# tell me about candle making..



## ginnie5 (Jul 15, 2003)

I'm trying to start thinking about Christmas gifts this year and I was thinking about candles. I've made a few for school crafts out of paraffin wax blocks with the kids help but they definitely weren't pretty. I was looking at soy wax. Any ideas r beginners kits anyone can recommend?


----------



## pinemead (Jan 18, 2003)

Ginnie, I sent you a PM.


----------



## Wisconsin Ann (Feb 27, 2007)

I know we have some members here who use soy for candles, so I'm sure you'll get lots of good advice  In the meantime, here's my 2cents worth.

Soy is great for container candles, which you could then decorate in a hundred different ways. From simple ribbon, to creme etching the recipient's name or favorite saying or something. Also votives, which are easy to make (you do need a mold) and EVERYONE has something they can put a votive in! Pillar candles don't seem to work as well with soy from what I've seen...but then I haven't seen everything! 

Most of the hobby shops that carry candlemaking supplies (like hobby lobby, joann's, etc.) have soy products now, I've noticed. There may well be pamphlets available there, too. Certainly books.
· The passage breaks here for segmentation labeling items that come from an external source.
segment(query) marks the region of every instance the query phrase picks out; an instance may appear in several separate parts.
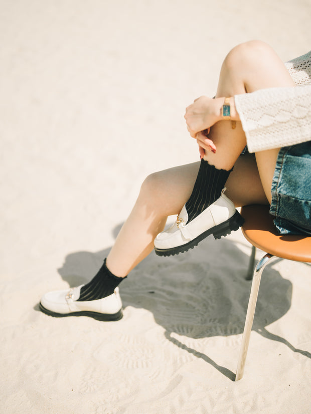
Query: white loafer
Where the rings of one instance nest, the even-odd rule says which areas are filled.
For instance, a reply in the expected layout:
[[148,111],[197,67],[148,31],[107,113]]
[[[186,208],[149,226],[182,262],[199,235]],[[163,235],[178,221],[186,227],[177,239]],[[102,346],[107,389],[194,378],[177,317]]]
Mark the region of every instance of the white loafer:
[[237,230],[244,221],[224,194],[225,190],[225,187],[220,197],[189,223],[185,204],[173,226],[154,239],[156,253],[164,256],[178,255],[193,249],[211,234],[215,239],[220,239]]
[[118,287],[112,295],[101,299],[78,302],[83,286],[46,293],[39,303],[40,310],[57,317],[91,316],[101,321],[117,321],[122,318],[122,302]]

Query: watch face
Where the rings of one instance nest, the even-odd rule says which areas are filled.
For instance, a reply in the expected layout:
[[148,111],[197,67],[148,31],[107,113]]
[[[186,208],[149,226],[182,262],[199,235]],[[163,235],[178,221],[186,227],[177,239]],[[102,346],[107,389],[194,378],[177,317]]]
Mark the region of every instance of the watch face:
[[230,105],[223,105],[222,107],[223,116],[230,116]]

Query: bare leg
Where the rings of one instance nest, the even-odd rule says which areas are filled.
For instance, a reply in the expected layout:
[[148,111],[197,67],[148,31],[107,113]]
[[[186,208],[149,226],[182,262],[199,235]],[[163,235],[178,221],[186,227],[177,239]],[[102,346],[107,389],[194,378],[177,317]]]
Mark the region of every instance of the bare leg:
[[149,175],[107,258],[116,276],[126,276],[147,256],[168,216],[177,215],[189,198],[199,166],[194,162]]
[[[258,42],[236,47],[222,67],[218,96],[231,96],[272,86],[293,85],[279,58],[267,45]],[[227,194],[237,205],[270,201],[270,189],[278,150],[239,158],[246,145],[240,123],[217,123],[210,136],[217,151],[205,158],[216,168],[233,172],[226,183]],[[177,167],[151,174],[143,183],[133,210],[123,226],[107,259],[107,265],[116,276],[127,275],[153,249],[153,241],[165,225],[168,216],[178,214],[188,199],[199,163]],[[259,173],[258,173],[259,170]]]
[[[228,54],[223,64],[216,96],[233,96],[273,87],[293,86],[294,84],[282,61],[267,45],[254,41],[240,45]],[[216,168],[229,170],[246,144],[240,122],[235,129],[230,121],[218,122],[211,128],[210,137],[217,148],[204,159]],[[279,148],[256,154],[259,175],[269,202],[271,184]]]

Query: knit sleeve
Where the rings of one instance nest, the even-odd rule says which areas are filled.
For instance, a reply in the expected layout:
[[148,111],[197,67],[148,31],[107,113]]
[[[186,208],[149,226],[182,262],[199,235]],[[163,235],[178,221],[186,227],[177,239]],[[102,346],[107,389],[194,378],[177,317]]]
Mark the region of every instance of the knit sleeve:
[[296,87],[234,97],[250,152],[311,140],[311,52],[285,66]]

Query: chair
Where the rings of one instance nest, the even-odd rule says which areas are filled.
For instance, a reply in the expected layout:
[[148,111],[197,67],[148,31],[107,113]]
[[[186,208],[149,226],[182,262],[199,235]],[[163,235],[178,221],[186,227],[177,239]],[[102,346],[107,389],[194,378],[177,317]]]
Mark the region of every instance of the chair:
[[311,262],[311,237],[280,236],[278,234],[273,225],[273,218],[269,214],[268,206],[247,205],[242,208],[241,214],[245,221],[242,227],[242,233],[253,246],[249,274],[253,267],[255,248],[267,253],[259,260],[254,270],[235,376],[236,381],[241,379],[244,372],[260,279],[263,270],[268,263],[277,258],[297,262]]

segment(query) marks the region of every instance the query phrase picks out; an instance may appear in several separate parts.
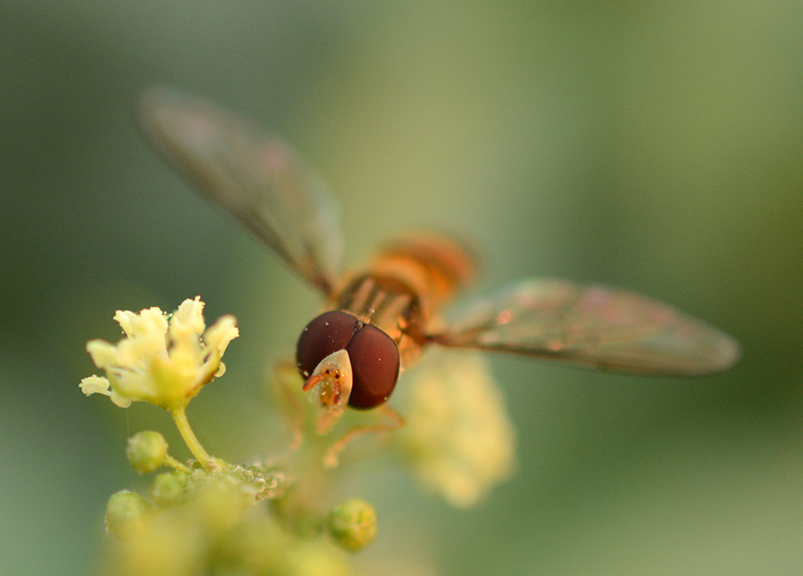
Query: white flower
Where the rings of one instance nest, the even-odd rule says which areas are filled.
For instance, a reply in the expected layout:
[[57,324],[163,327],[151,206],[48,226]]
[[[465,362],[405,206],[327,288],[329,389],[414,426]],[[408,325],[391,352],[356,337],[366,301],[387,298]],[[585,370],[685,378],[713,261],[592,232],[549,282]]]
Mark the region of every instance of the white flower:
[[431,355],[410,374],[400,440],[418,480],[467,507],[512,473],[516,433],[482,355]]
[[231,316],[204,332],[203,306],[199,296],[186,300],[170,319],[158,308],[139,314],[118,310],[114,319],[126,338],[117,345],[103,340],[87,344],[107,378],[84,378],[81,391],[87,396],[105,394],[121,407],[145,401],[168,410],[183,408],[204,384],[223,374],[220,357],[239,333]]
Online, I found a couple of sites with good advice on how to make candles: http://www.doityourself.com/stry/holiday-soy-candles
http://www.cajuncandles.com/how-to-make-soy-candles.html

btw, whenever I'm stuck for a gift for someone, or need a last minute gift, I almost always do hand made candles. They NEVER fail to get praise and heartfelt thanks. I was stuck for a wedding gift (didn't know the bride at all, and barely knew the groom), so I did 6 pair of dipped beeswax candles and half dozen votives, with simple crystal single candleholders (picked up at the thrift store for $.50 a piece). I got a wonderful thankyou note, and the groom says that his wife LOVED the candles...put 2 pair on the dinner table for the first night back after the honeymoon.


----------



## September (Jul 14, 2009)

Hi. I'm newly retired and am contemplating candle making as a new hobby... Mostly because I have spent alot of money over the years at Hallmark candles and this would give me the opportunity to put the extra change that I save in a empty yankee candle jar! lol So are there any recommendations on the best places to buy good, strong candle sents? I was told once that a place in Colorado offers a good selection but I don't know where to start looking. Any advice?


----------



## Wisconsin Ann (Feb 27, 2007)

September, I don't have any real suggestions for WHERE to buy candle scents...most of the craft stores will have general scents...just look for those that are made for candles, and not just soap. There are some excellent sources online once you have done sniff tests to find the ones you like  ...BUT...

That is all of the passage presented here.